Transforming a QueryModel

51 views
Skip to first unread message

Gordon Watts

unread,
Jan 5, 2014, 3:08:22 PM1/5/14
to re-moti...@googlegroups.com
Hi,
  My queries are now complex enough that I’m running into a bug whose solution I think requires me to transform a QM before I run it through my regular QM transformation.

  I support anonymous types, tuples, and, generally, any object that has member initialization in {}. In short, if you were to write new Tuple<int, int>() {Item1 = 5, Item2=10}.Item1, it would correctly figure out that you meant 5. You can also use these in queries - so you could do something like: (for int j in list select new Tuple<int, int>() {Item1=j, Item2=j+1}).Where(l => l.Item2 > 10).Select(l => l.Item1), and it will correctly transform that into from j in list where j+1 > 10 select j. This is a big help to keeping track of rather complex queries in the code that uses my library.

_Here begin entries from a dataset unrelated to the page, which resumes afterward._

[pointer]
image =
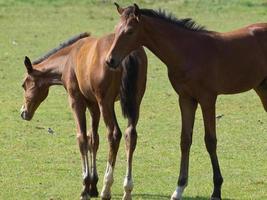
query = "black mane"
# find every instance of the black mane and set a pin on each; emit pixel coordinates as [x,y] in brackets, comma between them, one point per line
[186,23]
[61,46]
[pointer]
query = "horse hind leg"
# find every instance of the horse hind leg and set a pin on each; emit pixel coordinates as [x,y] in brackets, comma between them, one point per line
[93,140]
[114,137]
[261,90]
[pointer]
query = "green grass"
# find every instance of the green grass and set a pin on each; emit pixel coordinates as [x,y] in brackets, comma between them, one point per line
[37,165]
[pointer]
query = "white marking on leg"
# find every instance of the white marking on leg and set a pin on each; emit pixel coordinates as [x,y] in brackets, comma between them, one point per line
[128,187]
[107,183]
[177,194]
[85,167]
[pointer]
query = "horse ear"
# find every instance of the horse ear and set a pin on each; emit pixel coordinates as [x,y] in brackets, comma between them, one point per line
[119,9]
[28,65]
[137,11]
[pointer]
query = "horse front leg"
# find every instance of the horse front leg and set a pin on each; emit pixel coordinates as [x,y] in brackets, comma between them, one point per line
[114,137]
[188,108]
[94,144]
[131,139]
[208,111]
[79,108]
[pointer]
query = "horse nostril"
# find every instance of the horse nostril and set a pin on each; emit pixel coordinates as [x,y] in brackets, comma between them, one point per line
[110,62]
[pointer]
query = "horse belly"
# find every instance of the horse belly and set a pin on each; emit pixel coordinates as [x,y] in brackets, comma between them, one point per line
[242,81]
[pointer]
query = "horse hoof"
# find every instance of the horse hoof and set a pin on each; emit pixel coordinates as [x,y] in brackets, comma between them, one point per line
[127,197]
[85,196]
[93,192]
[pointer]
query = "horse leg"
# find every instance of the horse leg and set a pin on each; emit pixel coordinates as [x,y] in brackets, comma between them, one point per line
[79,108]
[93,138]
[261,90]
[114,137]
[131,139]
[208,111]
[188,108]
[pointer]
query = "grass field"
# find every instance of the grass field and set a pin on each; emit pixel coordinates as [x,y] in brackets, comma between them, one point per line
[38,165]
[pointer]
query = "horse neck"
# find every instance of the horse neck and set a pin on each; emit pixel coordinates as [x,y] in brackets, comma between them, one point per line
[167,41]
[52,69]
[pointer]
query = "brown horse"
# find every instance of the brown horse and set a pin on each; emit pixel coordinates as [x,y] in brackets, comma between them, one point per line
[201,65]
[79,65]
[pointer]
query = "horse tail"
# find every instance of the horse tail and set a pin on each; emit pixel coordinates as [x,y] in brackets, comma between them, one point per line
[128,88]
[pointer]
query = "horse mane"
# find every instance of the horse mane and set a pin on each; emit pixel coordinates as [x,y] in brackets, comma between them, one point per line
[61,46]
[186,23]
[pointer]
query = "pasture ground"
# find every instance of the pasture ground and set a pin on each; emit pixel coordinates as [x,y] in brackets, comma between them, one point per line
[38,165]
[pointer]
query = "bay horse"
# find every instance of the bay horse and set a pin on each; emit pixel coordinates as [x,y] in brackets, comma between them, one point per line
[201,65]
[79,65]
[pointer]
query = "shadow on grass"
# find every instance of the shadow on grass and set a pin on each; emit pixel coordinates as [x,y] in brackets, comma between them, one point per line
[161,197]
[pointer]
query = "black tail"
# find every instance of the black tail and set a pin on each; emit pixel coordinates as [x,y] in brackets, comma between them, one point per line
[128,89]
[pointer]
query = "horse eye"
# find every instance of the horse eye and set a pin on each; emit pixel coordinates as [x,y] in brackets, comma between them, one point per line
[129,32]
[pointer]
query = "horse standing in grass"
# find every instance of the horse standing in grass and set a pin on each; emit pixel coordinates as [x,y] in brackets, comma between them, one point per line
[79,65]
[201,65]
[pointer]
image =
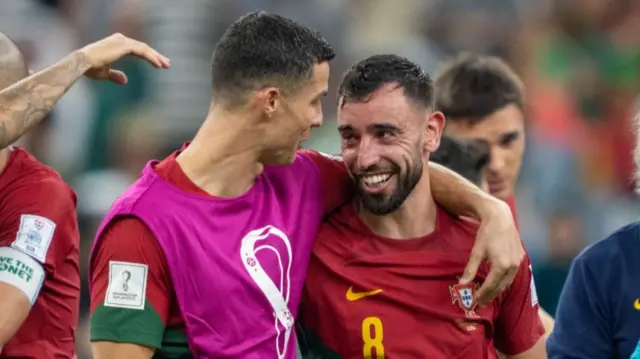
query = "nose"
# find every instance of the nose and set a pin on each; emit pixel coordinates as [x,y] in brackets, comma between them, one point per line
[498,160]
[367,155]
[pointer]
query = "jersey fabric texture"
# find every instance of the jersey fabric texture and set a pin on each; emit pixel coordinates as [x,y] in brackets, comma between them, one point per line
[367,296]
[160,322]
[38,217]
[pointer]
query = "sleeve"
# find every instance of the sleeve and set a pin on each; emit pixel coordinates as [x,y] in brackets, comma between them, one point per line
[518,326]
[131,288]
[511,202]
[337,185]
[583,328]
[40,221]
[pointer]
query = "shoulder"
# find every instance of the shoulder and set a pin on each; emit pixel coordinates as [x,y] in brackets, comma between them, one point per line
[34,178]
[323,161]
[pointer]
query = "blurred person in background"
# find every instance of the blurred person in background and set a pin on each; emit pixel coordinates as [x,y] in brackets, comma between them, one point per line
[599,307]
[240,184]
[394,252]
[565,241]
[39,246]
[483,99]
[39,240]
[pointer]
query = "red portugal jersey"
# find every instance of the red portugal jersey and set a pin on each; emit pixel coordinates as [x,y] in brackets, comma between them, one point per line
[38,220]
[372,297]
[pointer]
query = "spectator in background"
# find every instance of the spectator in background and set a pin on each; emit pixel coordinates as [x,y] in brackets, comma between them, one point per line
[565,241]
[483,99]
[468,159]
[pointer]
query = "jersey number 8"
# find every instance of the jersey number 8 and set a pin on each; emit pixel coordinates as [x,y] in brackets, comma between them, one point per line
[372,335]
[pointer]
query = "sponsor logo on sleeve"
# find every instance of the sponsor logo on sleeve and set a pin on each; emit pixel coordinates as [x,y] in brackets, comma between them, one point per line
[331,157]
[127,285]
[532,288]
[21,271]
[34,236]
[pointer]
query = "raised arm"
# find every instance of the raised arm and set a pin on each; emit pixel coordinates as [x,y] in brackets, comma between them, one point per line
[498,240]
[48,210]
[27,102]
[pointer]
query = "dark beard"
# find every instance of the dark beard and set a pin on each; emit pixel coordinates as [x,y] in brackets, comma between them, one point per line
[381,204]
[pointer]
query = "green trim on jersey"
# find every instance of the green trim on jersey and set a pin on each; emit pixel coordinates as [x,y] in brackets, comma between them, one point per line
[142,327]
[121,325]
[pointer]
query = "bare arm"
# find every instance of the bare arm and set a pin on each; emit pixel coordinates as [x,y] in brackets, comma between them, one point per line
[20,279]
[16,307]
[110,350]
[538,351]
[547,321]
[27,102]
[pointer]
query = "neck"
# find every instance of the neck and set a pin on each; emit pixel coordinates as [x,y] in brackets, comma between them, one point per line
[414,219]
[4,157]
[223,157]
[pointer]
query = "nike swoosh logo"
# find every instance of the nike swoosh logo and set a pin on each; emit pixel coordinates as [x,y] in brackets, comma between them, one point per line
[353,296]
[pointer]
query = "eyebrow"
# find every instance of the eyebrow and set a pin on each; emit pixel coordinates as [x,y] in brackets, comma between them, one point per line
[510,135]
[321,95]
[383,127]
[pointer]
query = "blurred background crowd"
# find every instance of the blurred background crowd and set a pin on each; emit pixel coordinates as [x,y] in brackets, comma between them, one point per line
[579,59]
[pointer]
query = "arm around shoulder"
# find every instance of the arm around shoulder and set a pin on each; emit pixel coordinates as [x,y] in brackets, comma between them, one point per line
[582,329]
[122,328]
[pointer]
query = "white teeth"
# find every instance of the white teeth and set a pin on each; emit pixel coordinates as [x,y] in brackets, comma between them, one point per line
[376,179]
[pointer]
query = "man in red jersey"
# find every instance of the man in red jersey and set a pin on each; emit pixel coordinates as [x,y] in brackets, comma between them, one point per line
[25,103]
[483,99]
[39,239]
[383,277]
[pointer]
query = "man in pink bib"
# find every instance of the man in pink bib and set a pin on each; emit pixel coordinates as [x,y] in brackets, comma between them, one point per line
[206,254]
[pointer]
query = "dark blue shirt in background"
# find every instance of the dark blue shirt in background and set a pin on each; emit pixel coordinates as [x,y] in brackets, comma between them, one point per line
[598,314]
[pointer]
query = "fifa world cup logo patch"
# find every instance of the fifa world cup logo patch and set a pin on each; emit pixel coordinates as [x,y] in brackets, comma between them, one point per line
[463,295]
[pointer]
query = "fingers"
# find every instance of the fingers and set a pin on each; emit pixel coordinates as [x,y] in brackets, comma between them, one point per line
[144,51]
[471,269]
[118,77]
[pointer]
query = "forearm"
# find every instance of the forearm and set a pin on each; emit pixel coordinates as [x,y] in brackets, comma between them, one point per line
[111,350]
[27,102]
[459,196]
[547,321]
[16,307]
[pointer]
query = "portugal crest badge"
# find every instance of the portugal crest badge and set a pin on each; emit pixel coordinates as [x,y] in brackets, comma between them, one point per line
[463,295]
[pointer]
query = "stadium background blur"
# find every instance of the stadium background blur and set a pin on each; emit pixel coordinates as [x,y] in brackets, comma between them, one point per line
[579,59]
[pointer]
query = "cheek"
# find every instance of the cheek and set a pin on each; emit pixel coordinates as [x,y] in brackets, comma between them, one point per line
[349,156]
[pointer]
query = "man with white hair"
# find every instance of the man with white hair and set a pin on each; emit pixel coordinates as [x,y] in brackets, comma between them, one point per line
[598,312]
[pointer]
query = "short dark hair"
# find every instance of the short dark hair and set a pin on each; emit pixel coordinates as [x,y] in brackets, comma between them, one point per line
[370,74]
[471,87]
[467,158]
[262,49]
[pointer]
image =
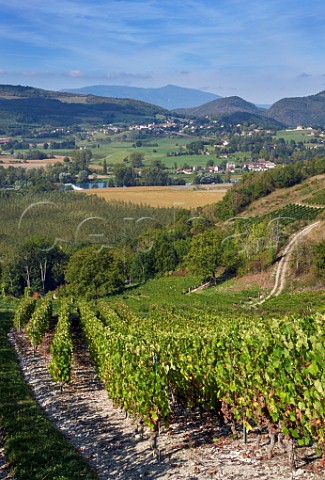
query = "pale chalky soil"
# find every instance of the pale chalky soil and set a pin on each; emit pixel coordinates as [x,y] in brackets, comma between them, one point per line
[107,439]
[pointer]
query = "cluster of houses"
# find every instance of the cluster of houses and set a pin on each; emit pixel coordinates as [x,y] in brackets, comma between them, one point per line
[261,165]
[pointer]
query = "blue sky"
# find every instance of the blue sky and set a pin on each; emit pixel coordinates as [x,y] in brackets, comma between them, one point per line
[259,50]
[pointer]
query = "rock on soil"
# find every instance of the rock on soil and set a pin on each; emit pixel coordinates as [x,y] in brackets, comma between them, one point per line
[189,449]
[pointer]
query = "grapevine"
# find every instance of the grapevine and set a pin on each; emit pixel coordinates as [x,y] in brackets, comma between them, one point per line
[61,347]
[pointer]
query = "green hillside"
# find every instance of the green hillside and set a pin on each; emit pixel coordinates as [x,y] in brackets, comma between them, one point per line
[28,105]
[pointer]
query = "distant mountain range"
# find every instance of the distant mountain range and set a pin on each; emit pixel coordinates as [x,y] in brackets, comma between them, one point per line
[221,106]
[169,97]
[29,105]
[294,111]
[300,110]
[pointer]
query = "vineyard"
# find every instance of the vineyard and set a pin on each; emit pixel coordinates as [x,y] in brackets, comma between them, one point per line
[318,198]
[288,214]
[245,371]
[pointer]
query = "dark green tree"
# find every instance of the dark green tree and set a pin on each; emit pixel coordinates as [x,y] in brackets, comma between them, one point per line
[94,272]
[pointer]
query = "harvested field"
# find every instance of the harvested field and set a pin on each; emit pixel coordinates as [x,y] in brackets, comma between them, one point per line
[28,164]
[180,197]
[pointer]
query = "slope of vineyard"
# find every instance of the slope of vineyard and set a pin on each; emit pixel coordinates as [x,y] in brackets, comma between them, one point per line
[247,370]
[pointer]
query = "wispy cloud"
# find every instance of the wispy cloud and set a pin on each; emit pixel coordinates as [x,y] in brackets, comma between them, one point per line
[201,42]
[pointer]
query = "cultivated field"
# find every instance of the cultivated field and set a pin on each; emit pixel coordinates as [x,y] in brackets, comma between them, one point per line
[28,164]
[179,197]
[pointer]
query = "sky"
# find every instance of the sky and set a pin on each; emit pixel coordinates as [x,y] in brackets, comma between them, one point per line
[260,50]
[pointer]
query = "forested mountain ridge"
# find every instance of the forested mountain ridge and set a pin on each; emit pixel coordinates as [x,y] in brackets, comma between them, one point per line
[224,105]
[169,97]
[20,104]
[295,111]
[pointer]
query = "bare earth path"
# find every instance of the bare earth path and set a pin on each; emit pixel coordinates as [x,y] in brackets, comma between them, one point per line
[190,450]
[282,268]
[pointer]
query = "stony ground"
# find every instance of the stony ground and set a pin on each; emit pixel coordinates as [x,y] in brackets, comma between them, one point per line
[189,448]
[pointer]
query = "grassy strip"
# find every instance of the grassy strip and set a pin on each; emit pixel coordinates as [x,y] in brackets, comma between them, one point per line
[34,448]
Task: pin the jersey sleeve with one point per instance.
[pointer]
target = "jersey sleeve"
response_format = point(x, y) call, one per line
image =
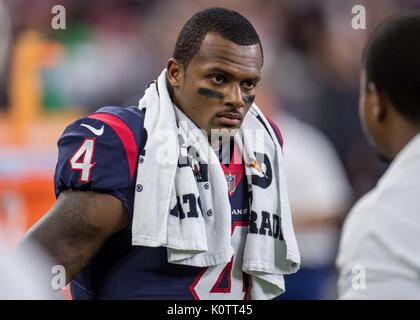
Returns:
point(99, 153)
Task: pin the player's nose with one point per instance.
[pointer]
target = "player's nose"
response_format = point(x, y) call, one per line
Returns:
point(233, 97)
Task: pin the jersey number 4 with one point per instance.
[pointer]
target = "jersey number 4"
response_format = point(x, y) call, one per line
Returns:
point(208, 284)
point(82, 159)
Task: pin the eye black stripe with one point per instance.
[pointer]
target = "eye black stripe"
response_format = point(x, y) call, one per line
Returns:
point(210, 93)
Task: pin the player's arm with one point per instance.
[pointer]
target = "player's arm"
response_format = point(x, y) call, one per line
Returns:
point(76, 227)
point(93, 182)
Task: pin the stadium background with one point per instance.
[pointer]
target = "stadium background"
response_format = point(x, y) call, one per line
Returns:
point(110, 50)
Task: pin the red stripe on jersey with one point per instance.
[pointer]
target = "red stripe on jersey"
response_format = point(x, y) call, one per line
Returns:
point(125, 135)
point(278, 131)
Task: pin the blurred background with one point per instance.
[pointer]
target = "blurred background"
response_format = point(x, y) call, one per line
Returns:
point(110, 50)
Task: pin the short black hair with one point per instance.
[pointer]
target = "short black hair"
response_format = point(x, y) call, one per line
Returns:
point(391, 60)
point(229, 24)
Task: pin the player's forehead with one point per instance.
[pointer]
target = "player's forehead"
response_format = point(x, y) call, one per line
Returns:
point(217, 52)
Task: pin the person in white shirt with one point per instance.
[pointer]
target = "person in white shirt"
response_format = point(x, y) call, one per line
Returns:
point(379, 253)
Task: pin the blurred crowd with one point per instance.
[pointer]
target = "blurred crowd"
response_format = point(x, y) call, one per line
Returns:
point(110, 50)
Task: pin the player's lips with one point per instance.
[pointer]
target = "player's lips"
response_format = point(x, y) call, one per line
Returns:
point(229, 118)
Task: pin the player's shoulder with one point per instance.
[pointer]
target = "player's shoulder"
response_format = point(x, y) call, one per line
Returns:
point(120, 119)
point(108, 133)
point(276, 130)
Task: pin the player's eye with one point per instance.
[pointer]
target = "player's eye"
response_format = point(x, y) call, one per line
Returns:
point(248, 85)
point(218, 79)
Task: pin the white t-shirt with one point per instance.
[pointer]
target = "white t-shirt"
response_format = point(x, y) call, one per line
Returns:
point(317, 184)
point(379, 253)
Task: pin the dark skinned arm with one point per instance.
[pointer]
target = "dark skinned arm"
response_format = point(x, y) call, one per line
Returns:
point(76, 227)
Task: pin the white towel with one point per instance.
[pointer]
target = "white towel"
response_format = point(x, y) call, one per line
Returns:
point(182, 200)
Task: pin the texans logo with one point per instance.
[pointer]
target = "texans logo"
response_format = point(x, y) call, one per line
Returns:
point(230, 179)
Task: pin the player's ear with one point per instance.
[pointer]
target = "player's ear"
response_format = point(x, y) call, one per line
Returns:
point(175, 72)
point(376, 102)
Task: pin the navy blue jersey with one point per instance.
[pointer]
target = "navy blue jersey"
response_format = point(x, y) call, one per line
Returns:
point(99, 153)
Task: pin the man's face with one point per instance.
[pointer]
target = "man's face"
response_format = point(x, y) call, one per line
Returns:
point(219, 85)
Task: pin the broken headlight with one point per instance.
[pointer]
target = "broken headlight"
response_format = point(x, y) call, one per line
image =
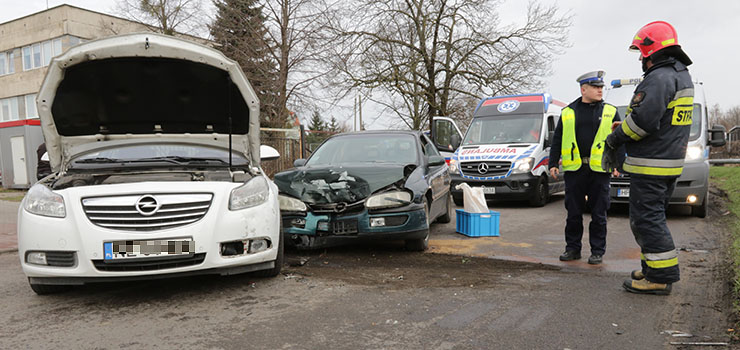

  However, under certain circumstances, when I cut on Item2, but select Item1, after having done something about the ordering of the list dependent on Item1, I run into a scoping problem with my translation - basically, a query reference is no longer valid. This is, in a sense, a limitation of my translation code, I believe.

  To fix it, it occurs to me that these new Tuple<…> are just place holders. They have no actual meaning in the code that is finally emitted. I should be able to transform a QueryModel totally so that I can eliminate these temporary objects.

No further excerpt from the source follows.